Marketing in New Zealand
Autor: morgangoettle • April 10, 2016 • Research Paper • 749 Words (3 Pages) • 569 Views
Section 2
D. Distribution of wealth
After World War II, the share of money earned by wages and salaries grew, and the share earned by capital fell. The distribution of wealth became increasingly more equal throughout the country. One reason was that more women were working and making money. In the 1980’s, wealth became less distributed and almost half of New Zealand’s wealth was owned by the top 10 percent richest households while the bottom 20% of households had little or no wealth. In 2006 a census was conducted and found that three-fifths of the total income before taxes was received by men and two-fifths by women. “The average income was $32,500, but the median (the middle, with half the people above and half below) was only $24,500” (Easton, 2012).
E. Principal Industries
New Zealand’s major industry is agriculture. About 50 percent of their total export comes from meat, dairy and wool. They are one of the largest exporters of lamb and supplies about 90 countries with meat. Right after agriculture is forestry. Nearly 27 percent of New Zealand is covered with trees. Japan and Australia are their number one consumers in this industry. Tourism is also a major part of New Zealand’s industry. “In fact, it is the top earner of foreign exchange” (Economy of New Zealand).
F. International Trade Statistics
New Zealand’s second most significant trading partner is the United States and third is Japan. On the export side of trading in New Zealand, the United States accounts for about 13 percent. These exports to the US are usually dominated by livestock. Imports to the US estimate around 12 percent and usually consist of manufactured goods. Japan accounts for about 11 percent of both imports and exports. About half of the imports from Japan are motor vehicles. Overall, East Asian countries, excluding Japan, account for around 20 percent of New Zealand’s merchandise exports. Trade with the Asia-Pacific Rim countries dominate New Zealand’s total trade (ECONOMY, 2007).
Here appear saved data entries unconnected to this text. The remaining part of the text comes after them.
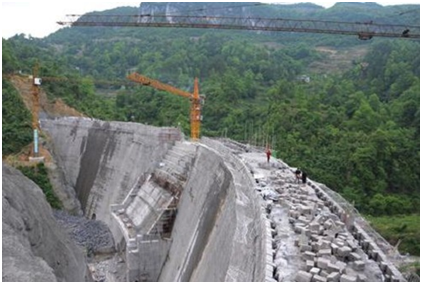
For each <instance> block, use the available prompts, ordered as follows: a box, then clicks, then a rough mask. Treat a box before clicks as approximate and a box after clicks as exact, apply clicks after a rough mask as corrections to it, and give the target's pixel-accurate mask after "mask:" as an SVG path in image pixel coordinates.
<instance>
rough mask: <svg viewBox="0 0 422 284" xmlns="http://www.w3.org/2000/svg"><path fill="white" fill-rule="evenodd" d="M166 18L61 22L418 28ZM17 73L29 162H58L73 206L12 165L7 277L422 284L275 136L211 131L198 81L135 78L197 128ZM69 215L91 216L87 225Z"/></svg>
mask: <svg viewBox="0 0 422 284" xmlns="http://www.w3.org/2000/svg"><path fill="white" fill-rule="evenodd" d="M167 20H168V19H166V18H164V19H160V18H157V17H153V16H151V15H146V16H144V17H143V18H140V17H139V15H138V17H136V18H133V19H132V18H129V20H128V17H127V16H126V17H124V18H123V19H122V18H119V16H109V17H97V16H93V18H89V17H87V16H86V17H84V18H83V20H79V21H78V20H75V21H73V22H71V23H69V22H67V23H65V22H62V23H61V24H71V25H74V26H107V27H110V26H111V27H113V26H119V27H122V26H132V27H133V26H143V27H149V26H154V27H157V26H158V27H160V25H161V26H163V27H168V26H169V25H170V26H172V27H181V28H210V27H211V26H205V27H204V26H203V25H213V27H212V28H217V29H218V28H221V29H232V28H233V29H249V30H272V31H295V32H307V33H331V34H346V35H354V36H357V37H358V38H359V39H361V40H368V39H371V38H372V37H376V36H379V37H391V38H394V37H399V38H400V37H401V38H402V37H405V38H419V34H417V33H416V31H415V30H411V31H410V32H409V30H408V31H407V32H405V33H404V28H403V27H402V26H391V25H389V26H387V25H375V24H372V23H354V24H353V25H352V24H350V25H347V24H345V23H340V22H339V23H331V24H330V25H328V24H327V23H323V22H318V21H302V22H300V21H297V22H295V21H291V20H287V21H282V22H277V21H260V20H256V21H253V19H247V21H241V19H235V18H232V19H228V18H224V19H220V21H219V22H218V23H217V24H216V19H215V18H213V19H204V18H196V17H180V18H177V17H172V21H171V23H169V22H168V21H167ZM206 20H207V21H209V22H207V23H205V24H204V21H206ZM217 21H218V19H217ZM216 25H218V26H217V27H216ZM417 32H419V31H417ZM8 79H10V81H11V83H12V84H13V85H14V87H15V88H16V89H17V90H18V91H19V93H20V95H21V96H22V99H23V101H24V103H25V106H26V107H27V108H28V109H30V110H31V113H32V128H33V130H34V134H33V139H34V140H33V143H32V144H31V148H30V149H26V152H24V153H22V155H21V157H20V158H18V159H20V161H19V162H20V163H27V164H36V163H44V164H45V165H46V167H47V169H48V174H49V178H50V180H51V183H52V185H53V189H54V192H55V194H56V195H57V196H58V197H59V199H60V200H61V202H62V203H63V207H64V211H66V212H68V213H69V216H68V215H60V214H62V213H60V212H55V211H54V210H52V209H51V208H50V207H49V205H48V204H47V203H46V201H45V199H44V198H43V196H42V192H41V190H40V189H39V188H38V187H37V186H36V185H35V184H34V183H32V182H31V181H30V180H28V179H26V178H25V177H24V176H23V175H22V174H21V173H19V172H18V171H17V170H15V169H13V168H12V167H11V166H9V165H7V164H13V163H14V162H16V161H7V163H5V162H3V280H4V281H106V282H139V281H143V282H173V281H177V282H179V281H183V282H205V281H214V282H238V281H239V282H406V281H409V280H410V281H415V280H417V281H419V280H418V279H416V278H408V277H407V278H406V277H405V276H403V275H402V273H401V272H400V271H399V270H398V267H399V266H400V265H402V264H403V263H406V262H408V261H409V259H408V258H407V256H403V255H401V254H400V253H399V252H398V249H397V247H394V246H392V245H391V244H389V243H388V242H387V241H386V240H385V239H384V238H383V237H381V236H380V235H379V234H378V233H377V232H376V231H375V230H374V229H373V228H371V226H370V225H369V224H368V222H367V221H365V219H364V218H363V217H362V216H361V215H360V214H359V212H358V211H357V210H356V209H355V208H354V207H353V205H352V204H350V203H349V202H347V201H346V200H345V199H344V198H342V197H341V196H340V195H339V194H338V193H336V192H335V191H333V190H331V189H329V188H328V187H326V186H325V185H324V184H321V183H319V182H318V181H316V180H311V179H309V178H308V179H306V178H305V179H304V180H303V179H300V178H298V176H297V175H296V171H297V170H298V168H297V166H296V165H288V164H286V163H285V162H284V161H283V160H282V159H278V158H275V157H273V156H270V155H269V156H268V157H267V156H266V154H265V153H266V151H269V148H270V146H269V144H271V143H270V141H268V140H267V141H264V142H263V143H261V144H260V145H251V144H246V143H245V144H243V143H239V142H236V141H234V140H230V139H227V138H208V137H204V136H203V135H201V122H202V120H203V119H204V118H203V116H202V109H203V108H204V107H206V106H205V102H206V94H205V95H203V94H201V92H200V81H199V79H198V78H195V79H194V86H193V88H192V90H193V91H192V92H188V91H184V90H181V89H178V88H176V87H173V86H171V85H168V84H164V83H162V82H160V81H158V80H155V79H151V78H148V77H146V76H144V75H141V74H139V73H136V72H135V73H130V74H129V75H128V76H127V79H128V80H129V81H131V82H132V83H135V84H139V85H142V86H145V87H147V88H154V89H156V90H160V91H165V92H167V93H169V94H168V95H169V96H170V95H176V96H179V97H183V98H185V99H186V103H189V105H190V107H189V111H190V113H189V114H188V115H189V121H190V136H185V134H184V133H183V131H182V130H181V129H180V128H177V127H155V126H150V125H145V124H141V123H135V122H117V121H102V120H98V119H95V118H90V117H86V116H85V115H84V114H82V113H80V112H78V111H77V110H75V109H73V108H71V107H69V106H67V105H66V104H65V103H63V102H62V101H60V100H58V101H56V102H55V103H54V104H51V103H49V102H48V99H47V97H46V94H45V92H44V91H43V89H42V84H43V81H44V82H46V81H48V80H52V81H54V80H57V78H52V77H51V78H48V77H45V78H43V77H42V76H39V73H38V65H36V66H35V67H34V68H33V74H32V75H30V76H26V75H13V76H10V77H9V78H8ZM28 197H30V198H28ZM66 214H67V213H66ZM70 215H73V216H77V218H80V219H79V220H81V218H82V219H83V220H85V221H84V222H85V223H83V224H84V226H86V227H84V228H87V229H86V231H84V230H85V229H84V228H82V227H81V226H82V225H80V224H81V223H80V222H81V221H77V220H76V219H75V221H70V220H71V219H70V218H71V217H70ZM75 218H76V217H75ZM72 220H73V219H72ZM72 222H74V223H72ZM78 222H79V223H78ZM65 223H67V225H66V224H65ZM71 223H72V224H77V223H78V224H79V225H72V224H71ZM61 226H64V227H61ZM78 226H79V227H78ZM89 226H91V228H89V229H88V227H89ZM76 230H81V231H78V233H77V234H79V235H84V237H85V238H87V239H88V238H91V239H90V241H92V244H91V246H90V249H89V250H88V251H84V249H83V248H82V247H81V246H77V245H75V244H74V241H75V236H74V235H73V236H70V235H72V234H71V233H69V232H75V231H76ZM95 231H97V232H95ZM66 232H67V233H66ZM84 232H85V233H84ZM91 232H93V233H91ZM69 234H70V235H69ZM75 234H76V233H75ZM90 234H92V236H89V235H90ZM94 234H95V236H94ZM76 242H77V241H76ZM13 248H18V249H13ZM27 255H29V257H26V256H27Z"/></svg>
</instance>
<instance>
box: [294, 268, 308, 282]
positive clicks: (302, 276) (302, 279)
mask: <svg viewBox="0 0 422 284" xmlns="http://www.w3.org/2000/svg"><path fill="white" fill-rule="evenodd" d="M311 279H312V274H311V273H309V272H306V271H302V270H301V271H299V272H298V273H297V274H296V277H295V281H296V282H311Z"/></svg>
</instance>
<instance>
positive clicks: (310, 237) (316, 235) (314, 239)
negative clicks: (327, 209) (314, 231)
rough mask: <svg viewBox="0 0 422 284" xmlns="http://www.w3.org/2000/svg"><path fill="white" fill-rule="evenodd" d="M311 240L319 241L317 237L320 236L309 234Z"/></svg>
mask: <svg viewBox="0 0 422 284" xmlns="http://www.w3.org/2000/svg"><path fill="white" fill-rule="evenodd" d="M310 238H311V241H313V242H317V241H319V239H320V238H321V237H320V236H318V234H311V235H310Z"/></svg>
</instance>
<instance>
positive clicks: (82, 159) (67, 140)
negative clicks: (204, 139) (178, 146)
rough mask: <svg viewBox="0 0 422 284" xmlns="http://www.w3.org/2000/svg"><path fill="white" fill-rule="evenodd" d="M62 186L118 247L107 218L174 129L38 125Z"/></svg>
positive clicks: (141, 126) (90, 119) (81, 118)
mask: <svg viewBox="0 0 422 284" xmlns="http://www.w3.org/2000/svg"><path fill="white" fill-rule="evenodd" d="M41 126H42V128H43V130H44V131H47V133H48V134H49V135H50V137H51V141H52V149H53V154H54V156H55V158H56V161H57V164H58V167H60V169H62V170H63V173H64V176H65V181H64V182H65V183H66V186H70V187H71V188H73V189H74V190H75V192H76V196H77V198H78V199H79V201H80V203H81V207H82V210H83V212H84V215H85V216H86V217H88V218H91V216H92V214H94V213H95V214H96V217H97V219H99V220H101V221H104V222H105V223H106V224H107V225H108V226H109V227H110V230H111V231H112V233H113V235H114V237H115V241H116V243H117V244H119V243H120V242H121V240H122V236H121V234H120V232H119V229H118V227H116V224H115V222H114V220H113V217H112V216H111V214H110V206H111V205H112V204H118V203H121V202H122V201H123V200H124V198H125V197H126V196H127V194H128V192H129V190H130V189H131V188H132V186H133V185H134V183H135V182H136V180H137V179H138V178H139V176H141V175H143V174H148V173H151V172H152V170H153V169H154V168H155V167H156V166H157V165H158V162H159V161H160V160H161V159H162V158H163V156H164V154H165V153H166V152H167V150H168V148H169V147H170V146H171V145H172V144H174V141H176V140H180V139H181V133H180V131H179V130H178V129H175V128H158V127H152V126H146V125H142V124H137V123H122V122H103V121H99V120H92V119H87V118H76V117H66V118H60V119H55V120H41Z"/></svg>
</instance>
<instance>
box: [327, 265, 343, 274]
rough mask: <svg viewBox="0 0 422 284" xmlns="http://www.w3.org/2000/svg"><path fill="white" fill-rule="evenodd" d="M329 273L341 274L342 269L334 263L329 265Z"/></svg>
mask: <svg viewBox="0 0 422 284" xmlns="http://www.w3.org/2000/svg"><path fill="white" fill-rule="evenodd" d="M327 271H328V272H329V273H333V272H340V267H339V266H338V265H336V264H334V263H328V265H327Z"/></svg>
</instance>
New Zealand has always been heavily reliant on international trade and capital inflows to fund new investment which makes the balance of payments an important indicator of the country’s wealth. New Zealand is usually in deficit on the balance of payments current account which makes it tougher for them to borrow money to finance the deficit (Mcdermott, 2012). Due to this deficit, New Zealand governments created a system of exchange controls to maintain their foreign currency. Currently, 1 New Zealand dollar is equivalent to $0.66 in the United States.